According to Ferguson, the renovation plans, which would keep the adjacent apartments intact, will assist the city in its goal of “revitalizing the Ave.” In place of the ballroom and the building which houses Earl’s on the Ave., Ferguson plans to construct a new, seven-story limestone and brick complex with 125 apartments and approximately 10 storefronts. He says that his company tried to make the changes without tearing down the ballroom, but it “was not physically or economically feasible. We cannot have both.”

Several dancers using the space disagree, and have begun an e-mail petition to save the ballroom. They have, so far, succeeded in at least postponing the wrecking ball – the city has said that the ballroom may qualify for landmark status; this process can take several months. For dance instructor Ed Long, the Wilsonian’s demolition is just another in a series of unfortunate, though perhaps inevitable, public ballroom closings. Long teaches ballroom dancing through UW’s Experimental College and has taught at the Wilsonian for nearly 50 years. To him, tearing down the ballroom makes sense, even though he finds it disappointing.

“Everyone wanted to dance in the ’50s,” he says. “There is less of an interest in social dancing [now]. Ballrooms stopped being able to attract such a big crowd.” When he first began teaching at the Wilsonian in the early 1950s, there were 10 ballrooms in Seattle, he recalls. He chose the Wilsonian because of its proximity to the UW, since he loved teaching students.

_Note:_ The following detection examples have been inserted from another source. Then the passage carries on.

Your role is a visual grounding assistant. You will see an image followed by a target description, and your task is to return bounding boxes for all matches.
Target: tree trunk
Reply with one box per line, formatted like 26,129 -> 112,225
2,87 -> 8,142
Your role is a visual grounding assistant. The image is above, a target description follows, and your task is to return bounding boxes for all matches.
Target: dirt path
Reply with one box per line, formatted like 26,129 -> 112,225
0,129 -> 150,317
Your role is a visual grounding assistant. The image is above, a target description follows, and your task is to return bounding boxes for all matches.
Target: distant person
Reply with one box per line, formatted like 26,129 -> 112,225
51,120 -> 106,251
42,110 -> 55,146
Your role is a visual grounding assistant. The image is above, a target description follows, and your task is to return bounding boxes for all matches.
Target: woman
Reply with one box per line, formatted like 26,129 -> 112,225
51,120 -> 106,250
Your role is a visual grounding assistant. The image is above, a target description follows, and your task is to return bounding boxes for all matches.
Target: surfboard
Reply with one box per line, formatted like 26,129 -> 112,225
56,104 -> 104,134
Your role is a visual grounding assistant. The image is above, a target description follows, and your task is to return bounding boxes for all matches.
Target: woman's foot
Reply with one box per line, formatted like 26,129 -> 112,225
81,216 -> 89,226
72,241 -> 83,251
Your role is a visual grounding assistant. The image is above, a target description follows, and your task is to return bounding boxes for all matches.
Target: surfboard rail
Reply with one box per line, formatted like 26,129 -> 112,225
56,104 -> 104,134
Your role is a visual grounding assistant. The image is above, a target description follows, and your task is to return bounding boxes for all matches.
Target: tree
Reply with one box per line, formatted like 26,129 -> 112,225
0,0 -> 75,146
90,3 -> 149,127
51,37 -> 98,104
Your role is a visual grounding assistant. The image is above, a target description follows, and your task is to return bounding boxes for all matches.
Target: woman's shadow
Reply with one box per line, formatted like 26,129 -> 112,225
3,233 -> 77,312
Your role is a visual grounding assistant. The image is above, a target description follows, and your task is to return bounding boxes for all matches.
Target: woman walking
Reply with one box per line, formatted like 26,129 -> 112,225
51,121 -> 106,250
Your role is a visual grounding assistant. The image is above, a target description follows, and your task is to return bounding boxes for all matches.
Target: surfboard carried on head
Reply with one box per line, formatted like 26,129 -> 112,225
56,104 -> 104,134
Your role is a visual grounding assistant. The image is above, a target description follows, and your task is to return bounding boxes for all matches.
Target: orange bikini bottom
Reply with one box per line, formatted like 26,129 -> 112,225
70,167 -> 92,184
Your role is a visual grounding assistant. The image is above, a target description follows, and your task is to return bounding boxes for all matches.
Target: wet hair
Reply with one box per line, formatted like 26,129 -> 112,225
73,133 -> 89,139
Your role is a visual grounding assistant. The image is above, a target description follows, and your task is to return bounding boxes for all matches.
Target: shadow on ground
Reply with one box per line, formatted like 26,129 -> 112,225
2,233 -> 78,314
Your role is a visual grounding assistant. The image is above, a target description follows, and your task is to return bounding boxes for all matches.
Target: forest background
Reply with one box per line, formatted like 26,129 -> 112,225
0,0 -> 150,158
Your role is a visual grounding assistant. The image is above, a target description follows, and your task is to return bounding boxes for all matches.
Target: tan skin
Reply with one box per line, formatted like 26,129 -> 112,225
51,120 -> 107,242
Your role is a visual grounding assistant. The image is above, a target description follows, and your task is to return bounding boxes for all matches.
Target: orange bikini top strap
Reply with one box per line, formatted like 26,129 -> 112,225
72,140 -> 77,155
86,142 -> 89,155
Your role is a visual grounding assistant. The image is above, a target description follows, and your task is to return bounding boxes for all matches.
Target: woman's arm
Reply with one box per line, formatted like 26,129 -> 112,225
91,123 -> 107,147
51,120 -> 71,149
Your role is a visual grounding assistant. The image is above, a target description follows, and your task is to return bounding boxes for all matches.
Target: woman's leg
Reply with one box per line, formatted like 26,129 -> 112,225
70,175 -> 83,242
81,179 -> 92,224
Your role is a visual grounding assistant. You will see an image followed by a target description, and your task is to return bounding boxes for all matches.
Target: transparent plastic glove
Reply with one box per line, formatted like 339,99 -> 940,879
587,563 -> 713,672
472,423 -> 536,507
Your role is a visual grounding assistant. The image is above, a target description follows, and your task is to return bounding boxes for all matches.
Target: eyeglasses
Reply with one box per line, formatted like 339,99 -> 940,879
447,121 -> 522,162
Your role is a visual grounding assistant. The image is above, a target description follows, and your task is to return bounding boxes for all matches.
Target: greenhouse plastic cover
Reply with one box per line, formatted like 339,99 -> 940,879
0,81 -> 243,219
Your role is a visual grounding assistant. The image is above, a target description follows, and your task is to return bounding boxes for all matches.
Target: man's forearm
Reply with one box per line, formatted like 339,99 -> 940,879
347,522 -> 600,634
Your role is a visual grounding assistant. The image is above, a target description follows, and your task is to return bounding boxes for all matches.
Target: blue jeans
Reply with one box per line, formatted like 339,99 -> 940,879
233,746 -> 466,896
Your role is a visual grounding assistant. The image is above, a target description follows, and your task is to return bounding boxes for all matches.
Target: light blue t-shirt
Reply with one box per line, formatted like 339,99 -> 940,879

Long remembers students taking his classes for the pure joy of learning to dance, with college men and women dressing up in fancy clothes, eagerly choosing partners and soaking up his lessons. Students used to come to master the fox trot, the cha-cha and the rumba, among others. Now, he says, he mainly gets students who want to learn to dance for upcoming weddings.

Ferguson has observed the same phenomenon. Ten years ago, his wife Kristin oversaw a major reconstruction of the ballroom, in hope of attracting people looking for wedding and conference venues, because dancing itself was not economically supporting the space. But the ballroom has continued to lose money.

As ballroom dancing falls further out of step with the “U”-District’s commercial needs, another piece of Seattle history may be taking its last bow.